In [1]:
## Deliverable 4: Create the Movie Database
import json
import pandas as pd
import numpy as np
import os
import re

from sqlalchemy import create_engine
import psycopg2

from config import db_password
import time

In [2]:
#  Add the clean movie function that takes in the argument, "movie".
def clean_movie(movie):
    movie = dict(movie) #create a non-destructive copy
    alt_titles = {}
    # combine alternate titles into one list
    for key in ['Also known as','Arabic','Cantonese','Chinese','French',
                'Hangul','Hebrew','Hepburn','Japanese','Literally',
                'Mandarin','McCune-Reischauer','Original title','Polish',
                'Revised Romanization','Romanized','Russian',
                'Simplified','Traditional','Yiddish']:
        if key in movie:
            alt_titles[key] = movie[key]
            movie.pop(key)
    if len(alt_titles) > 0:
        movie['alt_titles'] = alt_titles

    # merge column names
    def change_column_name(old_name, new_name):
        if old_name in movie:
            movie[new_name] = movie.pop(old_name)
    change_column_name('Adaptation by', 'Writer(s)')
    change_column_name('Country of origin', 'Country')
    change_column_name('Directed by', 'Director')
    change_column_name('Distributed by', 'Distributor')
    change_column_name('Edited by', 'Editor(s)')
    change_column_name('Length', 'Running time')
    change_column_name('Original release', 'Release date')
    change_column_name('Music by', 'Composer(s)')
    change_column_name('Produced by', 'Producer(s)')
    change_column_name('Producer', 'Producer(s)')
    change_column_name('Productioncompanies ', 'Production company(s)')
    change_column_name('Productioncompany ', 'Production company(s)')
    change_column_name('Released', 'Release Date')
    change_column_name('Release Date', 'Release date')
    change_column_name('Screen story by', 'Writer(s)')
    change_column_name('Screenplay by', 'Writer(s)')
    change_column_name('Story by', 'Writer(s)')
    change_column_name('Theme music composer', 'Composer(s)')
    change_column_name('Written by', 'Writer(s)')

    return movie

In [4]:
# Use your knowledge of Python, Pandas, the ETL process, code refactoring, and PostgreSQL to add the 
#   movies_df DataFrame and MovieLens rating CSV data to a SQL database.

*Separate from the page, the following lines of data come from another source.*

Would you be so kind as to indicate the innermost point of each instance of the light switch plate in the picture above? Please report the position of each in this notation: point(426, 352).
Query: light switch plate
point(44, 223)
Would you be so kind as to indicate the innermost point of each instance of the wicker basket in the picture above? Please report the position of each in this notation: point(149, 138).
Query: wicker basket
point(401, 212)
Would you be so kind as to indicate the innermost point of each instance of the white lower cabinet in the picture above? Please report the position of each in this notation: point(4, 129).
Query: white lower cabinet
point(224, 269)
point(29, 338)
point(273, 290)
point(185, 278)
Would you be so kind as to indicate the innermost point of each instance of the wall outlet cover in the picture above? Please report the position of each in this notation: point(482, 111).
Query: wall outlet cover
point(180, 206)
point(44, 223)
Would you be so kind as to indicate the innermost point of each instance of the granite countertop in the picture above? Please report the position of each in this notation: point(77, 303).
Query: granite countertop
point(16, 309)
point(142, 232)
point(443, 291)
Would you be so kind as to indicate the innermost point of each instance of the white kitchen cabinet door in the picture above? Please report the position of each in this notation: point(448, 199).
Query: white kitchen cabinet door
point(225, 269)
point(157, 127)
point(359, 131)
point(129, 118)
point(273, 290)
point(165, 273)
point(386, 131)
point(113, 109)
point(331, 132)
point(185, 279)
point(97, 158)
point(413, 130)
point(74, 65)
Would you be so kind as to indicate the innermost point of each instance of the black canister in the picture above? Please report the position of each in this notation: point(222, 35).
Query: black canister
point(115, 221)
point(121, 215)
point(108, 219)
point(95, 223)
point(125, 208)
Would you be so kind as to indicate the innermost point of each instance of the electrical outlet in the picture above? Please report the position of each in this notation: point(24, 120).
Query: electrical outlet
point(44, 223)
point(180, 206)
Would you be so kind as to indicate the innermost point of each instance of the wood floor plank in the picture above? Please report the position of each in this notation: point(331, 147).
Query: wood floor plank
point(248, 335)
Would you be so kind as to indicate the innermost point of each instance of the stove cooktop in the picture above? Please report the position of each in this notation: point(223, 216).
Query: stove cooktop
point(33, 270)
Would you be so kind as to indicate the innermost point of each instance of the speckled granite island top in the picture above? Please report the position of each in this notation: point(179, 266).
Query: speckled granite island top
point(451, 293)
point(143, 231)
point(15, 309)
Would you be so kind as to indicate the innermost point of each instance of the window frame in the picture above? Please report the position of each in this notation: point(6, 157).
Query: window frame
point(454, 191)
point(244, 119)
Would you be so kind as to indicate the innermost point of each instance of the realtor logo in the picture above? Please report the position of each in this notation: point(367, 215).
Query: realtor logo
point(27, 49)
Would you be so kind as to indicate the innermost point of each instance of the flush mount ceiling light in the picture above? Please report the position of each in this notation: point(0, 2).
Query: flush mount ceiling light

def extract_transform_load():
    kaggle_metadata = pd.read_csv(os.path.join('Resources','movies_metadata.csv'), low_memory=False)
    ratings = pd.read_csv(os.path.join('Resources','ratings.csv'))

    # Read the Wikipedia data JSON file.
    with open(os.path.join('Resources','wikipedia-movies.json'), mode='r') as file:
        wiki_movies_raw = json.load(file)    
    
    wiki_movies = [movie for movie in wiki_movies_raw \
                   if ('Director' in movie or 'Directed by' in movie) \
                   and 'imdb_link' in movie \
                   and "No. of episodes" not in movie]

    # Write a list comprehension to iterate through the cleaned wiki movies list
    # and call the clean_movie function on each movie.
    cleaned_wiki_movies = [clean_movie(movie) for movie in wiki_movies]

     # Read in the cleaned movies list from Step 4 as a DataFrame.
    cleaned_wiki_movies_df = pd.DataFrame(cleaned_wiki_movies)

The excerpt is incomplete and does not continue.